Time-consuming dust. . Wayne Kramer is a director best known for the movie Running Without Looking Back, starring Paul Walker. But less known is his second feature film, The Cooler, although it was the starting point of his future career. The film was nominated for several prestigious awards, and the performers of the main roles were nominated for an Oscar and a Golden Globe.
For what I liked this inconspicuous domestic viewer film, it's for the atmosphere. The spirit of Vegas could be felt even in the middle of the non-black earth lands of Russia. It is foolish even to draw analogies with the famous Scorsese tape, but there is a zest in The Cooler. Under the viscous ornament of Saxons, through the neon light from the hearts pours love, and from the machines coins. And it's here in this den of human vices that the real feelings are buried under gallons of whiskey and cubic meters of nicotine smoke. They exchanged water for cheap coffee and air for tables of green cloth.
And in the midst of all the legal lawlessness stands the hero of Alec Baldwin - Shelley. Strong, strong-willed, unquestioning - spent his whole life running a casino, and now he's too old for all this crap. Life has changed, people have changed, and he doesn’t want to use it. As the last rock and roller, he burns through the remnants of former luxury, expelling and beating tourists on the cheapest vouchers who decided to cheat the casino. While praising the old methods, he fails to notice how he himself becomes a victim of them. Friends turned away, young managers bend the whole system to themselves. An old lion, slaughtered by a young man, breaks into a flock, but he is powerless as Shelley is powerless before the end of his era.
The amazing role of Alec Baldwin. At first refused because of the cruel image of Shelley, he heeded the advice of the agent and performed his part brilliantly. What is the scene when he hits a pregnant girl with his foot in the stomach, or when in a fit of impotence he pushes the waitress on the mirror, in the fragments of which he fears who he has become? Dozens of small nuances make his role unforgettable.
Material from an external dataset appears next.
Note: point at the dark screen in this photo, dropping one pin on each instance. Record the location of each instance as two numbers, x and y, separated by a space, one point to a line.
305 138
Bed scenes are filmed very exciting and natural. And all this under the subtle Saxon Mark Isham, the sexy coolness filling the streets, lost in time, Las Vegas.
Almost unknown in our country, and even with a strange translation of the name "Brake", not at all like the name says. A beautiful film for a sultry evening, in the company of wonderful actors, under the soft jazz of the past era, carried away by the dust of Shangri-La.